This may be of benefit for the next maintenance programmer to come along. They should not have to search too far to decide if the code is correct. You can kind of Prehunt the Elephant.
Personally, it helps me as it forces me to look at the else case, and evaluate it. It may be an impossible condition, in which case i may throw an exception as the contract is violated.
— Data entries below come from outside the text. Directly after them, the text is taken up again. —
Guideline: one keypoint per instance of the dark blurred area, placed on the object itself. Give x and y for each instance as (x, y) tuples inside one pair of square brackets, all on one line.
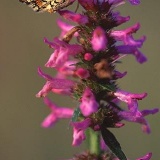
[(22, 50)]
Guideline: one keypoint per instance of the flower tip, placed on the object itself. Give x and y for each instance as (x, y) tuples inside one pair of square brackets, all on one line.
[(146, 157), (134, 2), (119, 125)]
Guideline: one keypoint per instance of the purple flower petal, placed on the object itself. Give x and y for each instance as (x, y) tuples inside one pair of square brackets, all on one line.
[(99, 39), (146, 157), (134, 2), (88, 104), (53, 83), (56, 113)]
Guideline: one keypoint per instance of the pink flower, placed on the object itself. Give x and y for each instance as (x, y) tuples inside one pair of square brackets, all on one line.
[(88, 105), (82, 73), (53, 83), (126, 36), (134, 2), (119, 19), (99, 39), (65, 27), (78, 131), (88, 56), (68, 68), (138, 117), (118, 74), (127, 97), (56, 113), (148, 156)]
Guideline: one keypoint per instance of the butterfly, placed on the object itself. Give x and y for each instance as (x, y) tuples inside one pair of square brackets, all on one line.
[(47, 5)]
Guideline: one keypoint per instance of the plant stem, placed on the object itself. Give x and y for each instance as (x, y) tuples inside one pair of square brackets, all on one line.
[(94, 142)]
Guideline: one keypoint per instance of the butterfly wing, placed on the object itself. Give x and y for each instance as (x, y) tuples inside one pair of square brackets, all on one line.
[(47, 5)]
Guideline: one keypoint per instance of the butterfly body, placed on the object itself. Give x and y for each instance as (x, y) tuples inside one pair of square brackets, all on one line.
[(47, 5)]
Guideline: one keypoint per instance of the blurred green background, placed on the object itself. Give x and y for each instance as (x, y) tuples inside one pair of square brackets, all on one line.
[(22, 50)]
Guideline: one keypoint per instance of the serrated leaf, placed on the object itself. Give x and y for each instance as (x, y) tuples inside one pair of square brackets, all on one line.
[(76, 114), (108, 87), (111, 141)]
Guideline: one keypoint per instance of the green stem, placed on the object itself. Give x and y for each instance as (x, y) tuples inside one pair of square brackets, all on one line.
[(94, 142)]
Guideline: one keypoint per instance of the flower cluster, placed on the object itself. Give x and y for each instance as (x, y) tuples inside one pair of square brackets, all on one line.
[(86, 72)]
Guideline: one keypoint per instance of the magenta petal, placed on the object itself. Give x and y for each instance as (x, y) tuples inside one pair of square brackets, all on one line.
[(56, 113), (151, 111), (88, 104), (49, 121), (146, 157), (78, 137), (127, 96), (134, 2), (82, 125), (99, 39)]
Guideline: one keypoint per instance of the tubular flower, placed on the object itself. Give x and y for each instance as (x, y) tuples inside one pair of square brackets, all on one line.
[(56, 113), (85, 57)]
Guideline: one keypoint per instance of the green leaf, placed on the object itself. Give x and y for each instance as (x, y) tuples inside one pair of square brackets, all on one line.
[(111, 141), (76, 114)]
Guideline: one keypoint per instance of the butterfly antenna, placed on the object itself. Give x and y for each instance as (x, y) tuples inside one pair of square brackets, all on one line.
[(77, 7)]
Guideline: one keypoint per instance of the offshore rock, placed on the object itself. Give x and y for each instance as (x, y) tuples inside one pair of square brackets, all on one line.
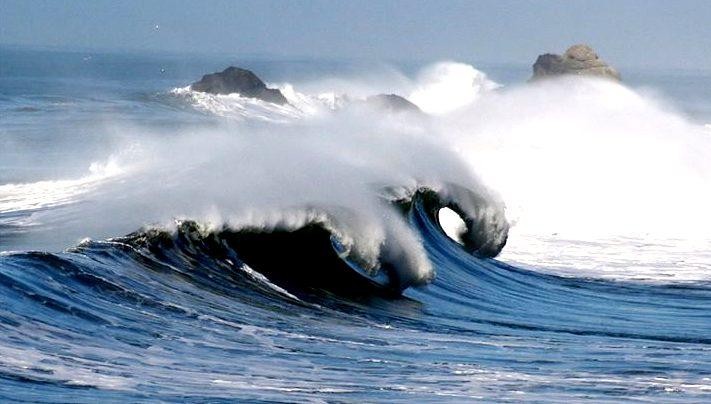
[(392, 103), (241, 81), (577, 60)]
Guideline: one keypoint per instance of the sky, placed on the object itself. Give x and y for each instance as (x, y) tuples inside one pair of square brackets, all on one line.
[(650, 33)]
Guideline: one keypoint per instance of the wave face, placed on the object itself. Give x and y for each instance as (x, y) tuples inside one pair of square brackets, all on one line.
[(544, 241), (174, 315)]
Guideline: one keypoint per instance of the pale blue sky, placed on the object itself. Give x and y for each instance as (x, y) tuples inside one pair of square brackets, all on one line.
[(626, 33)]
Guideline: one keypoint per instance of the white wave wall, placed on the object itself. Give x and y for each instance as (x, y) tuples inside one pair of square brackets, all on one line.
[(572, 159)]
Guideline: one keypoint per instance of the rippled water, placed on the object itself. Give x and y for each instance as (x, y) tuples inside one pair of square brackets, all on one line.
[(179, 315)]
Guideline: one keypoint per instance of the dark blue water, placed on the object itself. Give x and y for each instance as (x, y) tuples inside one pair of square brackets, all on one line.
[(164, 316)]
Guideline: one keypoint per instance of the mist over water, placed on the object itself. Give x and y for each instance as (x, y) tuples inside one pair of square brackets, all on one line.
[(600, 290)]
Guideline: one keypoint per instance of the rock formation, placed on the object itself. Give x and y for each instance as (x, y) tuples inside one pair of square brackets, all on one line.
[(241, 81), (577, 60), (392, 103)]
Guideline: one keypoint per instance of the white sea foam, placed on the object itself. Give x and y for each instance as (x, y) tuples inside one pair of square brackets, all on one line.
[(575, 159)]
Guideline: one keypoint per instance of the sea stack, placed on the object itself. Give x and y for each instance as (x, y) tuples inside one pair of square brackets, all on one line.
[(392, 103), (577, 60), (241, 81)]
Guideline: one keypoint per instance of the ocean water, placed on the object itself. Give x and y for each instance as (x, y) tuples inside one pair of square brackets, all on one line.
[(515, 242)]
It may be benign, in which case a comment may be enough.
Your mileage may vary.
Most the time when you just have a single if statement, it's probably one of reasons such as:
Function guard checks
Initialization option
Optional processing branch
Example
void print (char * text)
{
if (text == null) return; // guard check
printf(text);
}
But when you do if .. else if, it's probably one of reasons such as:
Dynamic switch-case
Processing fork
Handling a processing parameter
And in case your if .. else if covers all possibilities, in that case your last if (...) is not needed, you can just remove it, because at that point the only possible values are the ones covered by that condition.
Example
int absolute_value (int n)
{
if (n == 0)
{
return 0;
}
else if (n > 0)
{
return n;
}
else /* if (n < 0) */ // redundant check
{
return (n * (-1));
}
}
And in most of these reasons, it's possible something doesn't fit into any of the categories in your if .. else if, thus the need to handle them in a final else clause, handling can be done through business-level procedure, user notification, internal error mechanism, ..etc.
Example
#DEFINE SQRT_TWO 1.41421356237309504880
#DEFINE SQRT_THREE 1.73205080756887729352
#DEFINE SQRT_FIVE 2.23606797749978969641
double square_root (int n)
{
if (n > 5) return sqrt((double)n);
else if (n == 5) return SQRT_FIVE;
else if (n == 4) return 2.0;
else if (n == 3) return SQRT_THREE;
else if (n == 2) return SQRT_TWO;
else if (n == 1) return 1.0;
else if (n == 0) return 0.0;
else return sqrt(-1); // error handling
}
This final else clause is quite similar to few other things in languages such as Java and C++, such as:
default case in a switch statement
catch(...) that comes after all specific catch blocks
finally in a try-catch clause
Our software was not mission critical, yet we also decided to use this rule because of defensive programming.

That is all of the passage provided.